Parecía una alianza sólida, firme, casi perfecta. Donald Trump llegó a su segunda presidencia de los Estados Unidos apuntalado por, quizás, el empresario más rico y disruptivo del mundo, una condición que hoy se corporiza con claridad en Elon Musk.
Compartieron actos preelectorales, mensajes al unísono y, tras el respaldo del pueblo norteamericano al actual presidente, continuaron durante algunos meses casi en modo siamés.

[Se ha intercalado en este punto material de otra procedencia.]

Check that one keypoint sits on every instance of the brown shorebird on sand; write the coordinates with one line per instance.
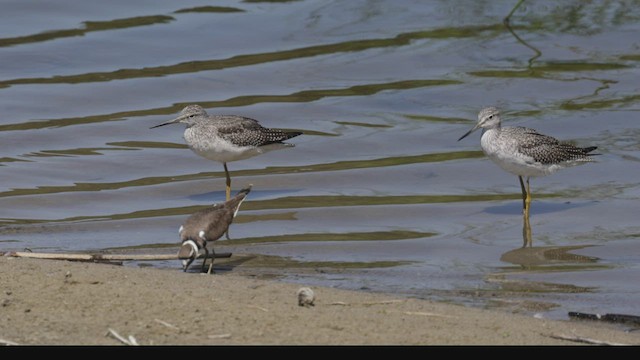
(226, 138)
(207, 225)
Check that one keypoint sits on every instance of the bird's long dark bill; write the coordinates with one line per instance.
(467, 134)
(166, 123)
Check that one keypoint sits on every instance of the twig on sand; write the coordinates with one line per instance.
(421, 313)
(7, 342)
(171, 326)
(368, 303)
(130, 341)
(583, 340)
(104, 257)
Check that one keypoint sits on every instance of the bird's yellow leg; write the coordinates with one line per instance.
(213, 257)
(526, 229)
(206, 255)
(226, 171)
(524, 194)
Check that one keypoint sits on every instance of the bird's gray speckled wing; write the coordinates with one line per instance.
(244, 131)
(547, 149)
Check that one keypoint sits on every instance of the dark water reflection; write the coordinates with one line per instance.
(377, 194)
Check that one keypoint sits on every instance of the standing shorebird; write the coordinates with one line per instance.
(525, 152)
(207, 225)
(226, 138)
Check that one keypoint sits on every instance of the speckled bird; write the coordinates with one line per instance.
(207, 225)
(226, 138)
(525, 152)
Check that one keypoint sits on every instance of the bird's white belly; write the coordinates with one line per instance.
(224, 151)
(505, 154)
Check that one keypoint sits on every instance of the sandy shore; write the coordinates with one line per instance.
(61, 302)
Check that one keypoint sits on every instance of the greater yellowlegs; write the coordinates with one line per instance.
(525, 152)
(226, 138)
(207, 225)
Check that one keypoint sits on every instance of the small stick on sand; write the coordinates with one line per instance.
(583, 340)
(167, 324)
(103, 257)
(258, 307)
(7, 342)
(428, 314)
(131, 341)
(385, 302)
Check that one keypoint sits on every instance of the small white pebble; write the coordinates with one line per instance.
(306, 297)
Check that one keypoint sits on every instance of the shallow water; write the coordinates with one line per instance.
(377, 194)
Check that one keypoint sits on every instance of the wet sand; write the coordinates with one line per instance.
(61, 302)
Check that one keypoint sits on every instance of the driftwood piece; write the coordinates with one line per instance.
(130, 341)
(583, 340)
(612, 318)
(103, 257)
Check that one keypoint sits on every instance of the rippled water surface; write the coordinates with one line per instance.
(378, 194)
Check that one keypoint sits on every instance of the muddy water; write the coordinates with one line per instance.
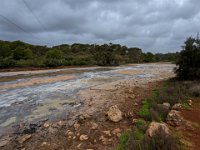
(53, 93)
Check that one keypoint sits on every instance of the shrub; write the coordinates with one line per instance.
(188, 63)
(138, 134)
(144, 110)
(160, 141)
(54, 54)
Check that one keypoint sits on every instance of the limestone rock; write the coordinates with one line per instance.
(107, 133)
(83, 137)
(103, 139)
(76, 126)
(155, 127)
(4, 141)
(114, 114)
(177, 106)
(94, 125)
(46, 125)
(117, 132)
(166, 105)
(24, 138)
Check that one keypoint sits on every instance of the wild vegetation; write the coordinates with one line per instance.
(189, 60)
(172, 91)
(20, 54)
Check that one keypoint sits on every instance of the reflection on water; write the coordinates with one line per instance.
(42, 100)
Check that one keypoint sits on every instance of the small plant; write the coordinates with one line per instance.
(144, 110)
(138, 134)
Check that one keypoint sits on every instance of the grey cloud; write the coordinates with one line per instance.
(153, 25)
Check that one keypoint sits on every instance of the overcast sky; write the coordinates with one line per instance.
(153, 25)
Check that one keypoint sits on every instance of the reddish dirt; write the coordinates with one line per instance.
(193, 115)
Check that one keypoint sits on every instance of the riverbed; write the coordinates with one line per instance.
(29, 96)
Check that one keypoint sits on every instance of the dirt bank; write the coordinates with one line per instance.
(88, 127)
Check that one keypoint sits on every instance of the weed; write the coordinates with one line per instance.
(144, 110)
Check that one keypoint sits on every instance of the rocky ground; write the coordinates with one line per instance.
(108, 111)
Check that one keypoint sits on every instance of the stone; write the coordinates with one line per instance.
(60, 123)
(4, 141)
(107, 133)
(76, 126)
(94, 125)
(83, 137)
(116, 131)
(177, 106)
(69, 133)
(155, 127)
(166, 105)
(103, 139)
(190, 102)
(46, 125)
(114, 114)
(79, 145)
(174, 118)
(52, 130)
(24, 138)
(84, 116)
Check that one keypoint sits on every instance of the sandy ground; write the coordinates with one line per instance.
(127, 94)
(36, 81)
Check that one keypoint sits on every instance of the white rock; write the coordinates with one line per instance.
(114, 114)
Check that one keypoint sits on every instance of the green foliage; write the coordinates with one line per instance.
(149, 57)
(138, 134)
(144, 110)
(54, 54)
(122, 141)
(20, 54)
(189, 60)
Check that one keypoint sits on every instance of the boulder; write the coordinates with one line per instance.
(117, 132)
(174, 118)
(4, 141)
(83, 137)
(177, 106)
(189, 102)
(76, 126)
(114, 114)
(94, 125)
(24, 138)
(107, 133)
(156, 127)
(166, 105)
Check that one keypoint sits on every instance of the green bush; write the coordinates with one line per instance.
(144, 110)
(188, 62)
(54, 54)
(160, 141)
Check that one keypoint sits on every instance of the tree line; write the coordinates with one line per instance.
(20, 54)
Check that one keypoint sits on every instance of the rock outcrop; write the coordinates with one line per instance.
(114, 114)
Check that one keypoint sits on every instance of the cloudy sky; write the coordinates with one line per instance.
(153, 25)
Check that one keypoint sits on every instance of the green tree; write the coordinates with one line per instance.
(188, 64)
(54, 54)
(22, 53)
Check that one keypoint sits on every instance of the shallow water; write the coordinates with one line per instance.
(56, 99)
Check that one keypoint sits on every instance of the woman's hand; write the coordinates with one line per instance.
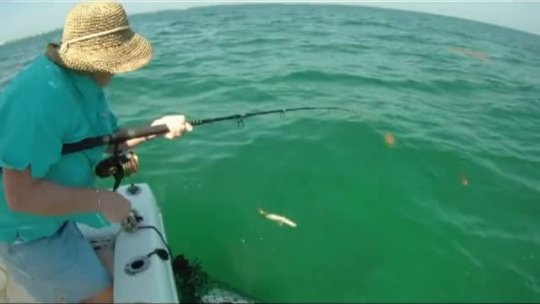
(177, 125)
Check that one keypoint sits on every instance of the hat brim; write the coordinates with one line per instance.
(131, 55)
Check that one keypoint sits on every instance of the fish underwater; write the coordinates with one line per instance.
(281, 220)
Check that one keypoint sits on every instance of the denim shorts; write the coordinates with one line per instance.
(62, 268)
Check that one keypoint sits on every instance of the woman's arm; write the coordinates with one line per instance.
(41, 197)
(177, 125)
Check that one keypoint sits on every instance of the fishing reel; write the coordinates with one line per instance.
(119, 165)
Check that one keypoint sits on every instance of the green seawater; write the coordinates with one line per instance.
(450, 212)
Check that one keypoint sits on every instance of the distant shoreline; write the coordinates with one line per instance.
(363, 5)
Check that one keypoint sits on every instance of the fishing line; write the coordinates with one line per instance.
(127, 134)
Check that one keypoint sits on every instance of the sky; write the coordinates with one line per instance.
(20, 18)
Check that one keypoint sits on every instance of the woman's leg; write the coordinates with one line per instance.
(60, 268)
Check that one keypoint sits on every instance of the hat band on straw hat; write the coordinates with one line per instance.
(64, 46)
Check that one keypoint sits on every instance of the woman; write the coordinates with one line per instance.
(59, 99)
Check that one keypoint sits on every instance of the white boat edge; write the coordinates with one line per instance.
(152, 283)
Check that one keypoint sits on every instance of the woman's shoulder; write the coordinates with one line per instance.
(41, 84)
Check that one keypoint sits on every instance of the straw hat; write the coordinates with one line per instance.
(97, 38)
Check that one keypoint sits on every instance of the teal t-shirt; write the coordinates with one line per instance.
(43, 107)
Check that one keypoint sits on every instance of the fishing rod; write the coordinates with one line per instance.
(125, 163)
(127, 134)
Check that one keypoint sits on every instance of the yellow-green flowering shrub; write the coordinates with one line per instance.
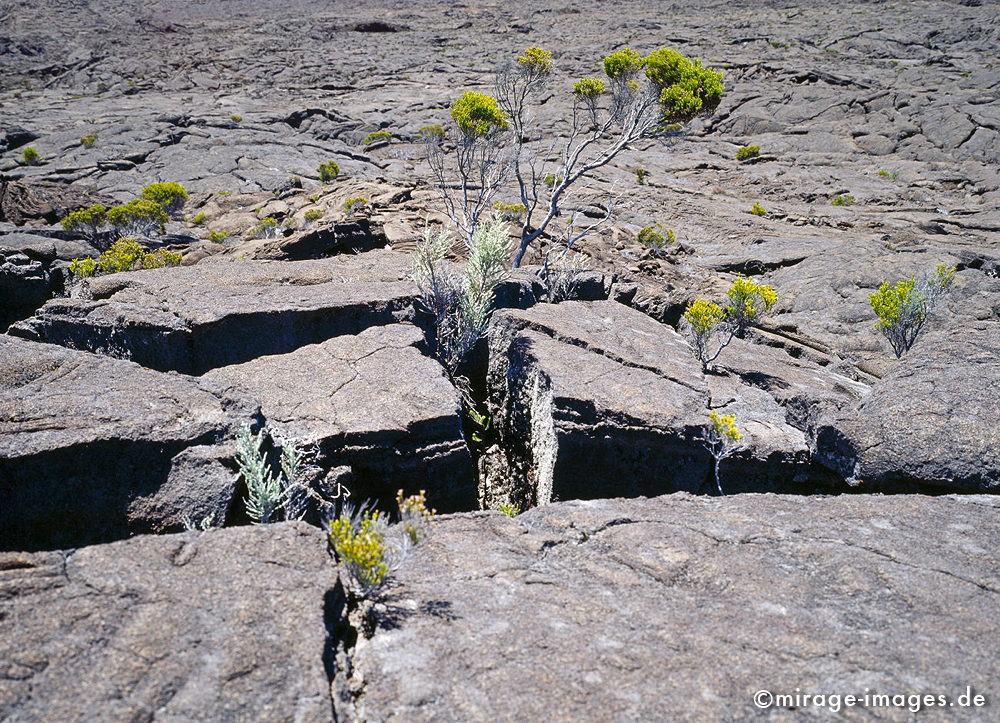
(902, 308)
(170, 196)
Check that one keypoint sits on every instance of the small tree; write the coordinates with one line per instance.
(902, 309)
(638, 98)
(712, 327)
(722, 439)
(461, 305)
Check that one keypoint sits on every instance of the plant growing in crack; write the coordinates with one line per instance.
(638, 98)
(902, 309)
(722, 439)
(460, 304)
(712, 327)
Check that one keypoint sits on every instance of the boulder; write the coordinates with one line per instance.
(683, 607)
(218, 625)
(373, 402)
(590, 399)
(222, 312)
(931, 421)
(94, 449)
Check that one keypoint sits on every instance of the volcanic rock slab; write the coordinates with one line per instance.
(931, 420)
(93, 448)
(220, 625)
(195, 318)
(591, 399)
(371, 401)
(681, 608)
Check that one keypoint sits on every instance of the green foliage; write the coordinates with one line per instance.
(704, 316)
(461, 305)
(902, 308)
(588, 88)
(478, 115)
(687, 88)
(86, 220)
(510, 211)
(748, 302)
(432, 133)
(361, 549)
(713, 325)
(328, 171)
(265, 493)
(82, 268)
(722, 438)
(267, 228)
(355, 203)
(140, 217)
(536, 61)
(376, 136)
(625, 63)
(656, 238)
(414, 515)
(171, 196)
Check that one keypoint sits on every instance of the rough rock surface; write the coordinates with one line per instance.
(930, 421)
(371, 401)
(683, 607)
(192, 319)
(93, 449)
(591, 399)
(219, 625)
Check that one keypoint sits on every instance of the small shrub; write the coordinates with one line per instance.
(170, 196)
(82, 268)
(376, 136)
(656, 238)
(510, 211)
(265, 493)
(328, 171)
(267, 228)
(902, 309)
(478, 115)
(414, 515)
(140, 217)
(362, 551)
(87, 221)
(354, 204)
(722, 438)
(711, 325)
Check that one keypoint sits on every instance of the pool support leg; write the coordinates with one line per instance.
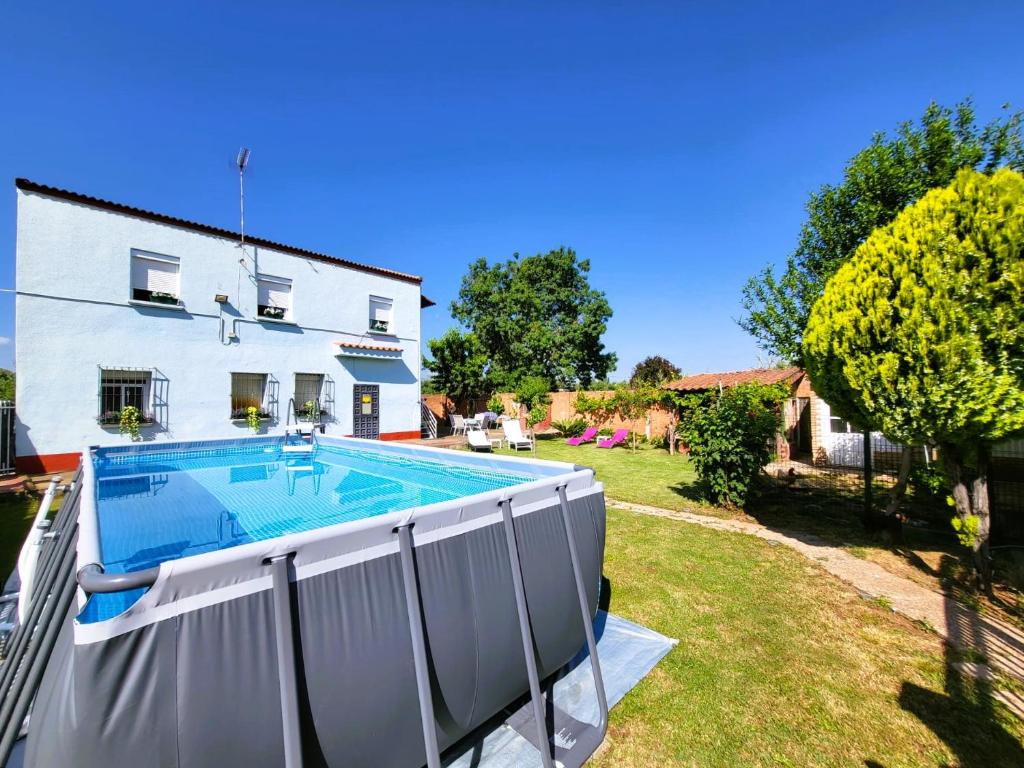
(419, 644)
(588, 625)
(286, 662)
(526, 634)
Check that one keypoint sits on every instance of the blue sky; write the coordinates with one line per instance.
(673, 144)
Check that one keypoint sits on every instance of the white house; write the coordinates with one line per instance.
(119, 306)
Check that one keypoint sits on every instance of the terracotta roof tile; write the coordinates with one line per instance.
(53, 192)
(700, 382)
(367, 347)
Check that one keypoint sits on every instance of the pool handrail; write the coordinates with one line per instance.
(92, 580)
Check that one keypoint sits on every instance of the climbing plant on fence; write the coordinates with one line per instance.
(731, 435)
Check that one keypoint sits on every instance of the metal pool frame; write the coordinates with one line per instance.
(281, 558)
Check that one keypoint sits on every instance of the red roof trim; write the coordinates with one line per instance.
(53, 192)
(369, 347)
(700, 382)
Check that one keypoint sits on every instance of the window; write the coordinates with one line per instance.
(841, 426)
(273, 297)
(155, 278)
(308, 395)
(120, 388)
(380, 314)
(248, 391)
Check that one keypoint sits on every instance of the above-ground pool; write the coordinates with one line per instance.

Pero algo se rompió en un abrir y cerrar de ojos. El cuestionamiento frontal -“es abominable”- de Musk al proyecto de ley de presupuesto propuesto por Trump marcó un antes y un después.
Desde entonces, el empresario tomó distancia y ese distanciamiento se refleja con nitidez en sus manifiestos públicos a través de su propia red social X, donde en más de una oportunidad puso en duda el éxito del plan económico del gobierno estadounidense.
Sin ir más lejos, hace apenas unas horas, Musk expuso sin rubor las enormes diferencias que separan a Estados Unidos de China en materia energética. A grandes rasgos, proyectó que en el corto plazo la generación eléctrica podría alcanzar una proporción de tres a uno a favor de China.
Y si hay algo que irrita particularmente a Trump es, precisamente, que se ponga en evidencia la ventaja que China le está sacando a Estados Unidos en un terreno tan sensible para la geopolítica global como la energía.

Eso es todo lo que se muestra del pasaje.